James has also participated in a soil health initiative spearheaded by the Department of Agriculture, Environment and Rural Affairs (DAERA), receiving free soil analysis. He is also helping other farms improve grazing proficiency through his involvement in demonstration networks and research.
On the climate front, Seafields is part of the Beacon Farm Network, which entails measuring the farm’s carbon footprint, which James sees as essential.
Photo credit: Farmers Weekly
Seafields mainly comprises free-draining, sandy-loam soils prone to drought and nutrient loss. However, James is offsetting those losses by using free nutrients from seaweed to reinvigorate soils.
On average, leys last 10 years and any that fall below that average will be reseeded. Grass is sprayed off and composted, with seaweed and manure applied before the field is ploughed and sown with a break crop of winter barley in October. The field is then returned to grass after harvest.
The inclusion of multi-species swards and red clover and ryegrasses in leys is lowering nitrogen use. Fertiliser use has remained at 75 kg N/ha after each silage cut and 20 kg N/ha per grazing.

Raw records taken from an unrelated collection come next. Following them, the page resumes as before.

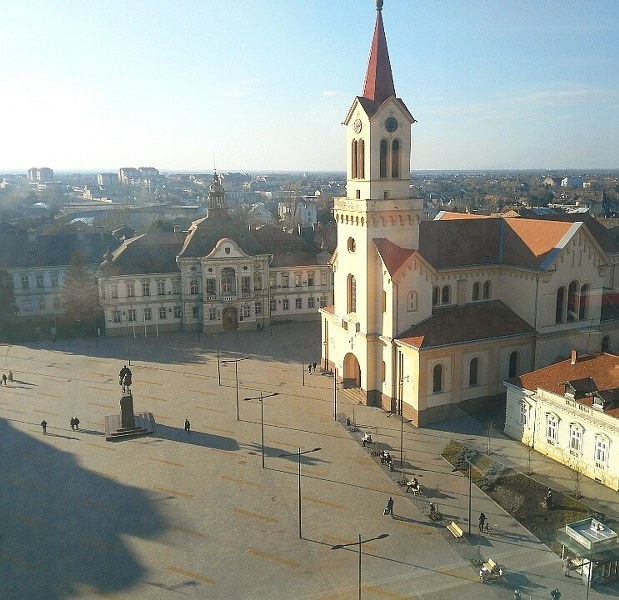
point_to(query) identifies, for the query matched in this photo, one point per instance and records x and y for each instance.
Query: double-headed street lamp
(299, 453)
(261, 399)
(236, 362)
(382, 536)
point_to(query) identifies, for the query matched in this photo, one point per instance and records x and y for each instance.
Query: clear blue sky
(265, 84)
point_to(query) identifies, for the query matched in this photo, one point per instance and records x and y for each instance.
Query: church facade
(428, 315)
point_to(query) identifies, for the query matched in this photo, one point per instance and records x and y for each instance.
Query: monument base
(114, 430)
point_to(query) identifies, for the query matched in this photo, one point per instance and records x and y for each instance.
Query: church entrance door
(229, 318)
(352, 372)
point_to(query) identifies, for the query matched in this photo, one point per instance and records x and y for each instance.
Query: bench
(455, 530)
(490, 565)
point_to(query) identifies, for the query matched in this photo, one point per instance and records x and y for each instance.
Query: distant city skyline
(264, 86)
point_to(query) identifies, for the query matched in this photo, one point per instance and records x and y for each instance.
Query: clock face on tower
(391, 124)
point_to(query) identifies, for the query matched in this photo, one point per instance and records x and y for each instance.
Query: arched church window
(583, 310)
(351, 300)
(437, 379)
(228, 281)
(395, 159)
(383, 159)
(560, 305)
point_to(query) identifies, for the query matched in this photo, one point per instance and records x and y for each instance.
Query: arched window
(572, 302)
(351, 294)
(383, 159)
(361, 159)
(228, 281)
(473, 371)
(560, 306)
(583, 311)
(395, 159)
(514, 363)
(437, 379)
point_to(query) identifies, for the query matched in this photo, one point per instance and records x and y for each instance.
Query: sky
(264, 85)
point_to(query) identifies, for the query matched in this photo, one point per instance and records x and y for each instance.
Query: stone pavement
(194, 515)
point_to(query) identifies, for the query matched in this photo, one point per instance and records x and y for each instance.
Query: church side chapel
(428, 315)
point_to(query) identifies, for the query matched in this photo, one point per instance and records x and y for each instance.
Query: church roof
(528, 243)
(392, 255)
(469, 323)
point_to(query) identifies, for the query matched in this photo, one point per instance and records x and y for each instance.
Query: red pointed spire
(378, 84)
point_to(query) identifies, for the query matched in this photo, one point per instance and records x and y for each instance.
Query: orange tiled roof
(468, 323)
(602, 369)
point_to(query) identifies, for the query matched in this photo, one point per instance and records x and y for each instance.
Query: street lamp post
(382, 536)
(261, 399)
(299, 453)
(236, 377)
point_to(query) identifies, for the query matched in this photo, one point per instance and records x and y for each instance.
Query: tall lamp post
(382, 536)
(236, 362)
(299, 453)
(261, 399)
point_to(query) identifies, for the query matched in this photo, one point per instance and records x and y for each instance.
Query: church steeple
(378, 85)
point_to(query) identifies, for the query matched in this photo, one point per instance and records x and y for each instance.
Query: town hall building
(429, 315)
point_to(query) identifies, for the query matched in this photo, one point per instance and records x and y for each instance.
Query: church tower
(377, 206)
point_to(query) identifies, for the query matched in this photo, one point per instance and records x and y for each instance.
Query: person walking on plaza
(482, 521)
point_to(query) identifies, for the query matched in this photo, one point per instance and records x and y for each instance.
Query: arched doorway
(229, 318)
(352, 372)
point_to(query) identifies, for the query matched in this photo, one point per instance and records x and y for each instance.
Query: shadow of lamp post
(236, 377)
(382, 536)
(299, 453)
(261, 399)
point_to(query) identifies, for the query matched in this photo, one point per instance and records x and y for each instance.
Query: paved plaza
(195, 515)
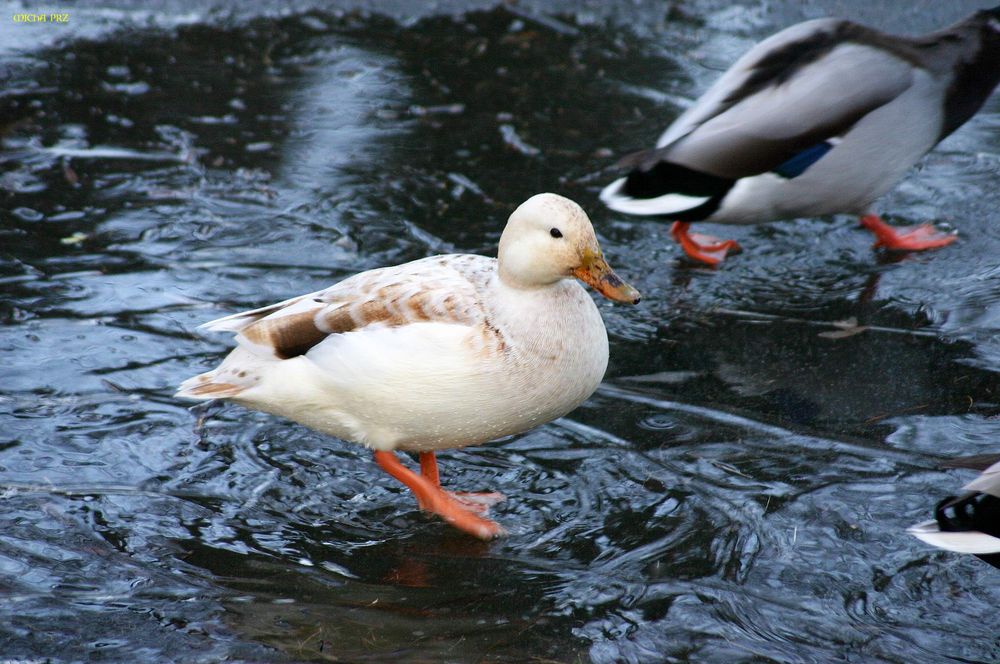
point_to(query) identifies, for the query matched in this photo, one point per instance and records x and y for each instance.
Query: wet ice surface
(738, 490)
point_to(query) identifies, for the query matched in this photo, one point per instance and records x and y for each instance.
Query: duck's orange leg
(480, 503)
(431, 498)
(700, 247)
(905, 238)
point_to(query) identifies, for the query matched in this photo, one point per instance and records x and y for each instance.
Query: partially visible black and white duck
(822, 118)
(969, 523)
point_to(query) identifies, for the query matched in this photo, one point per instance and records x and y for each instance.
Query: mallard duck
(969, 523)
(439, 353)
(822, 118)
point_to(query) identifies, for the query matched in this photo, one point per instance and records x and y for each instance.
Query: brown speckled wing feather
(438, 289)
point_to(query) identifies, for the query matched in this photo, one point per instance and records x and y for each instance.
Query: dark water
(738, 490)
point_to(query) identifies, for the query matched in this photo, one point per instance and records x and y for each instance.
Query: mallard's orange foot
(905, 238)
(432, 498)
(700, 247)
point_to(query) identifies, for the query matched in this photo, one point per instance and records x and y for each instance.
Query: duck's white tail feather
(667, 204)
(238, 321)
(967, 541)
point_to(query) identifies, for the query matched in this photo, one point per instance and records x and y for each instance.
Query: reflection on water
(738, 489)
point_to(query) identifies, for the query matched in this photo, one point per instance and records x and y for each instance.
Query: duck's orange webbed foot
(431, 498)
(700, 247)
(905, 238)
(480, 503)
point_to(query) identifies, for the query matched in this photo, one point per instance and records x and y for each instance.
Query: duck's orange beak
(596, 272)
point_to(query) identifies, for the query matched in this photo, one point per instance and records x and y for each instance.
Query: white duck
(822, 118)
(438, 353)
(969, 523)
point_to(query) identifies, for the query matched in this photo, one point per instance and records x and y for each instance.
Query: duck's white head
(548, 238)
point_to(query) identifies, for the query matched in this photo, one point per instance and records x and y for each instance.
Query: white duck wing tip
(972, 542)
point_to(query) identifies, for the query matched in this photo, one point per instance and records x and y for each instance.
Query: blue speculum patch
(801, 162)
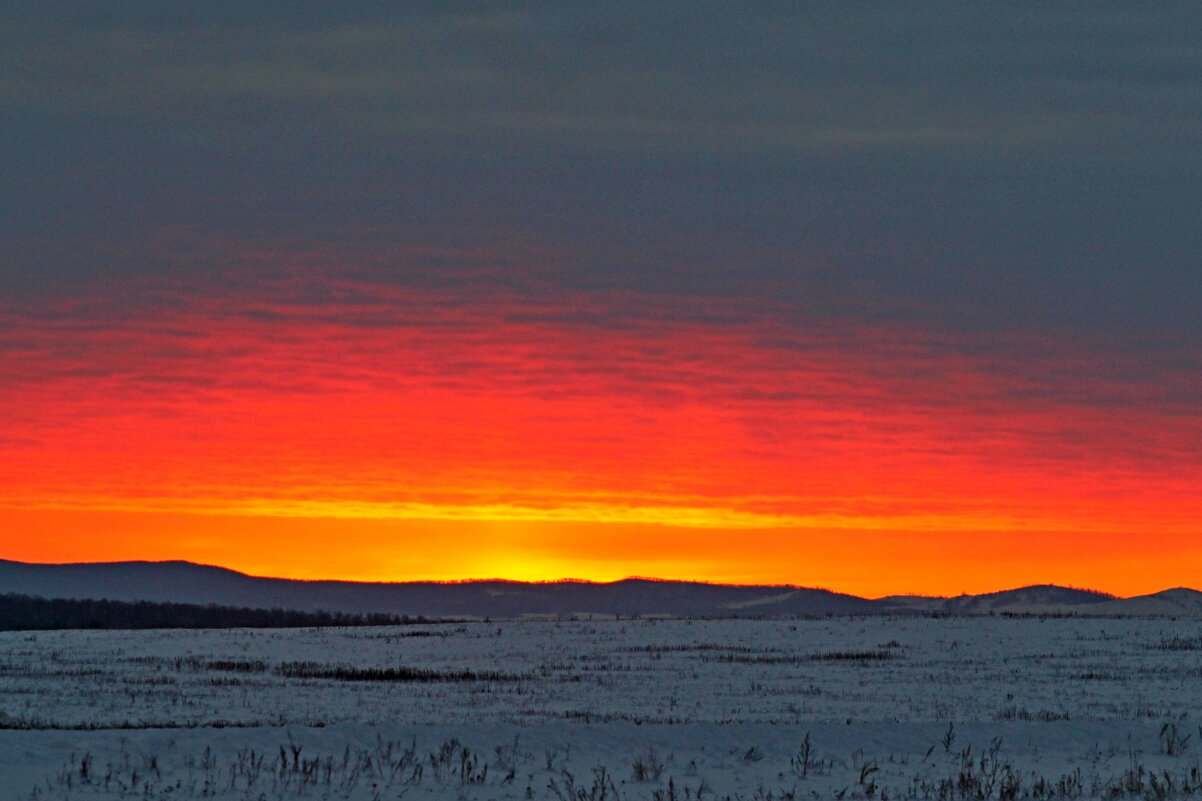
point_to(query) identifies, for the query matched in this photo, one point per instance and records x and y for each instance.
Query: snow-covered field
(591, 711)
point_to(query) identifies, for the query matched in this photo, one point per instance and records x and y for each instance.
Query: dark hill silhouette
(183, 582)
(28, 613)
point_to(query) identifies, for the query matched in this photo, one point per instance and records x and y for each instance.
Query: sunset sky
(879, 297)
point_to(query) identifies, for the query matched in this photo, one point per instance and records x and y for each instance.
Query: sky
(880, 297)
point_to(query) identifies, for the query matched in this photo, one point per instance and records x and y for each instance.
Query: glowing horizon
(530, 292)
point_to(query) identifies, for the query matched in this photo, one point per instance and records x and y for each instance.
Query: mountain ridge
(188, 582)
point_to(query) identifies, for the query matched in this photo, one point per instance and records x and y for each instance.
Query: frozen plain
(880, 707)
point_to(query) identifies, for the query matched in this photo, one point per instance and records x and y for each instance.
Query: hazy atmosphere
(881, 297)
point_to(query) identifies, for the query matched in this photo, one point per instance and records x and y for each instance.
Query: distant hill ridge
(185, 582)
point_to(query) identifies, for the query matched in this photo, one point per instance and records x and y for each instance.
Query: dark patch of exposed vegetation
(854, 656)
(1178, 644)
(399, 674)
(31, 613)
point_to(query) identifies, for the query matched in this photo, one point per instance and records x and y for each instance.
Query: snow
(891, 706)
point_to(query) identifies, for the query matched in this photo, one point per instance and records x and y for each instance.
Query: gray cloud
(1003, 166)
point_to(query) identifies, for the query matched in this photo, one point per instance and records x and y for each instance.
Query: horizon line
(570, 580)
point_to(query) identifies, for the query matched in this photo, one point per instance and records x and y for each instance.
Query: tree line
(30, 612)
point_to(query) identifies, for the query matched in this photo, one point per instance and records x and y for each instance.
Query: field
(607, 710)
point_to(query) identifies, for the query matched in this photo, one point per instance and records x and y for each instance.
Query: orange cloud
(593, 435)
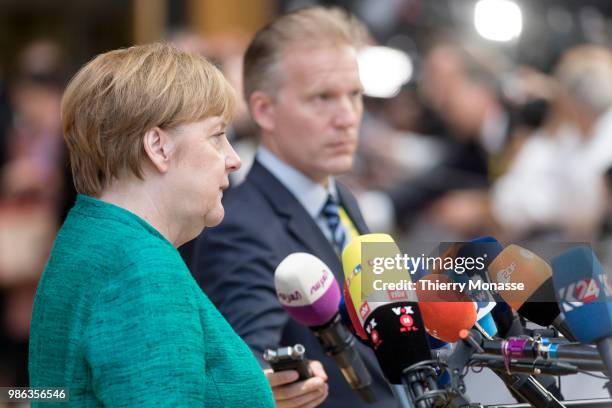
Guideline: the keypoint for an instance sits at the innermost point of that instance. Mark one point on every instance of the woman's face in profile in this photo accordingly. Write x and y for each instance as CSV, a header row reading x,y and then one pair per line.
x,y
204,159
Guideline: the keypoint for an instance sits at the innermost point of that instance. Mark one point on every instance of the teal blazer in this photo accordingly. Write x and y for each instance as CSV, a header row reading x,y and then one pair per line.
x,y
119,321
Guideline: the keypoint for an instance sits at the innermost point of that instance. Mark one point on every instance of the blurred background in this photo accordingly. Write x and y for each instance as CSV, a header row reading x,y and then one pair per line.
x,y
482,117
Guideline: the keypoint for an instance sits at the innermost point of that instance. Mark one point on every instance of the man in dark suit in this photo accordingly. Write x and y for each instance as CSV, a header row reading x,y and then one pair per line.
x,y
302,85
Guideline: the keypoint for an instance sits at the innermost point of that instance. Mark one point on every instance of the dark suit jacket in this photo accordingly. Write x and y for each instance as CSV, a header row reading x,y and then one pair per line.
x,y
234,263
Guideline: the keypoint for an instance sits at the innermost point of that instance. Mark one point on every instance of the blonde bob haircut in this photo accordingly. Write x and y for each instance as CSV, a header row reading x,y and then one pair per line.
x,y
118,96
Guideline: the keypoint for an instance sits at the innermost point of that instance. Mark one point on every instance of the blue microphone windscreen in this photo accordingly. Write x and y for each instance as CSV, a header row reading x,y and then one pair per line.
x,y
584,293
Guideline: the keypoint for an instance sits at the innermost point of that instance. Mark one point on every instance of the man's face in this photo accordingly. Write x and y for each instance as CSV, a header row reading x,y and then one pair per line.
x,y
317,111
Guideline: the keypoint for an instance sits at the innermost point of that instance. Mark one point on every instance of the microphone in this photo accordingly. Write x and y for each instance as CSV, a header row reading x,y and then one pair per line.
x,y
308,291
350,315
501,320
483,300
392,320
584,291
515,265
445,313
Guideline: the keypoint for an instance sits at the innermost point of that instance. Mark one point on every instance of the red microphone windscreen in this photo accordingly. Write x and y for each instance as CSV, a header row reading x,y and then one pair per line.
x,y
445,312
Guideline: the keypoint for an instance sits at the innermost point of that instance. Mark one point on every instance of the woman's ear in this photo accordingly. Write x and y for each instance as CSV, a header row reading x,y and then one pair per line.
x,y
263,110
158,146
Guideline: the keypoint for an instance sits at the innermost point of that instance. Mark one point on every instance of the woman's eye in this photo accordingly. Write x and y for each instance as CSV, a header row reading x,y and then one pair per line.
x,y
218,137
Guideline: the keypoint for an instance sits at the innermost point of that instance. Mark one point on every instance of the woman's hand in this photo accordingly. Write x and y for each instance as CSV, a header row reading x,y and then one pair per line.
x,y
303,394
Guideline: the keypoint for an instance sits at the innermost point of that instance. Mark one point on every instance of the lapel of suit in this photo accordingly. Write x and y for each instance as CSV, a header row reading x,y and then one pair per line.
x,y
298,222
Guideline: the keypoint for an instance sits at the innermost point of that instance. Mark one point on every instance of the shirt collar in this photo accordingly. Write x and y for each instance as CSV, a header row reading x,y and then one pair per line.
x,y
310,194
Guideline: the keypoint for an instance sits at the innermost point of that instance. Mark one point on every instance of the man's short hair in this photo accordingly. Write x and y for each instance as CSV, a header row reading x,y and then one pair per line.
x,y
118,96
308,27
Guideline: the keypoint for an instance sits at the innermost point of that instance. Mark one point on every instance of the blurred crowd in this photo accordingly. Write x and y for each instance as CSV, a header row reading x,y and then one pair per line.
x,y
473,145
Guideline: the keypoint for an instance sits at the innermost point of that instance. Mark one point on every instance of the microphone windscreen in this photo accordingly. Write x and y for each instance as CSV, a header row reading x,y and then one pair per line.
x,y
352,314
307,289
519,265
445,312
584,291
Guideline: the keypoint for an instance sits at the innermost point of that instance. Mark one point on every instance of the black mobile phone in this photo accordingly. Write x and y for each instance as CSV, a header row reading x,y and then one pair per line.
x,y
289,358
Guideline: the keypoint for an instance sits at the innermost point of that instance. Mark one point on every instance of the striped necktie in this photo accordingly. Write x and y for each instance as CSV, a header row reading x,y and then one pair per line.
x,y
336,228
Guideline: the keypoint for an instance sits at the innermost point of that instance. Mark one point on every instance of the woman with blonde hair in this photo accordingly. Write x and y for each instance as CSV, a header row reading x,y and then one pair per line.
x,y
118,318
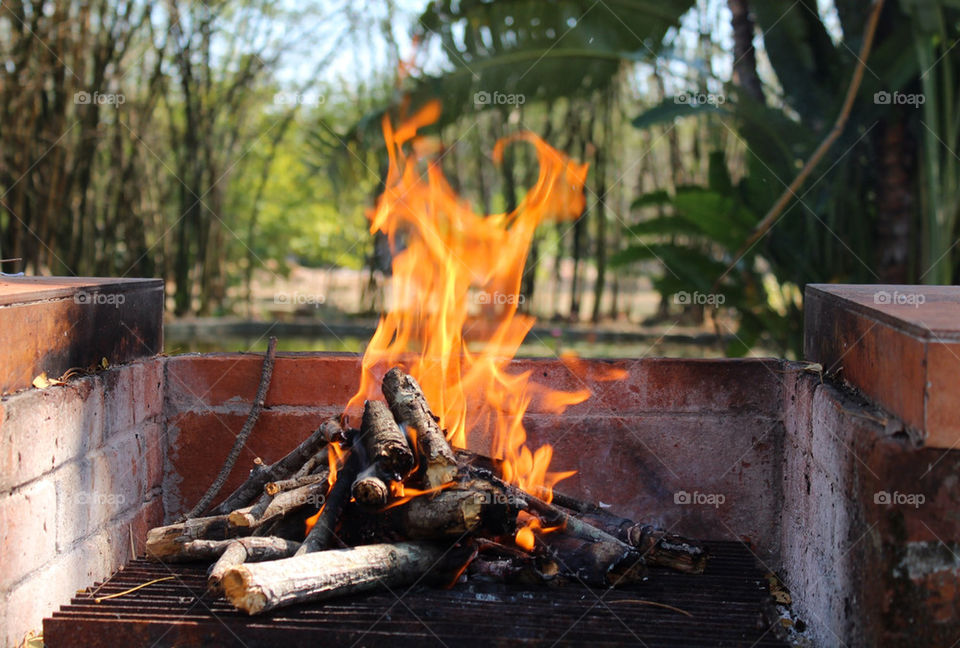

"Grassland management is the crux of our farm business. Having the top-performing Aber High Sugar Grasses in our bespoke mixtures is essential for both maximising grass production and stock performance,” James explains.
"We are currently using Germinal's red clover mixture and have found it to be an excellent product. It’s very much part of our plans going forward as we seek to reduce our nitrogen usage and increase our homegrown protein."
At Seafields, multi-species and red clover only receive slurry, which is obtained from a neighbouring dairy farm. Slurry is applied to silage ground using low-emissions spreading equipment. Applying granular lime beforehand and CAN fertiliser to reseeds has helped lift soil pH to 6.5, with the entire farm soil tested annually.
Surplus grass is baled rather than attempting to graze higher covers. This quality forage is fed during periods of grass shortages and in winter. Along with taking three quality cuts of silage, this has helped lower concentrate use from 1.3 t/head to 0.6 t/head.
Seafields has transitioned from set stocking to rotational grazing. By pre-mowing and fencing off half a paddock at a time, utilisation has greatly improved.
He also rotates silage ground and grazing paddocks, reporting this has helped with maintaining his wedge and optimises flexibility if faced with weather challenges.
James explained that this also keeps the dock population down and helps manage the worm burden with faecal egg counts (FECs) taken to inform worming policies.
Effective grassland management has helped farm profitability treble in nine years by increasing stocking rates by 40% and lowering inputs by doubling grass production from 6 t DM/ha to 12t DM/ha.
“Ten years ago, I would have described this farm as one where we kept beef and sheep. Today, I would say this is a grassland farm where beef and sheep keep us,” James says.
Calves are bought in at two weeks old in October and November and reared on milk powder in a purpose-built shed until they weigh 100 kg. The calves spend their first winter on a home-mix of barley and soya hulls and are transitioned to red clover silage ahead of turnout in March.
Stock classes match grass growth well with lambs finished as the demand from cattle intensifies. Excellent grass utilisation of 86% is achieved by pre-mowing every cattle paddock from the third rotation and every other rotation thereafter. Post-weaning, fit ewes follow lambs.
Stock get weighed at regular intervals and ewes regularly body condition scored to ensure they are at the target BCS 3. This informs future grazing and breeding decisions with sire performance compared.
Days to slaughter has consistently lowered year-on-year since 2016, due to improved grassland management and genetic selection of sheep. Lambs from birth to weaning grew at 290 g/day in 2023 while second-year heifers are averaging 1.1 kg daily.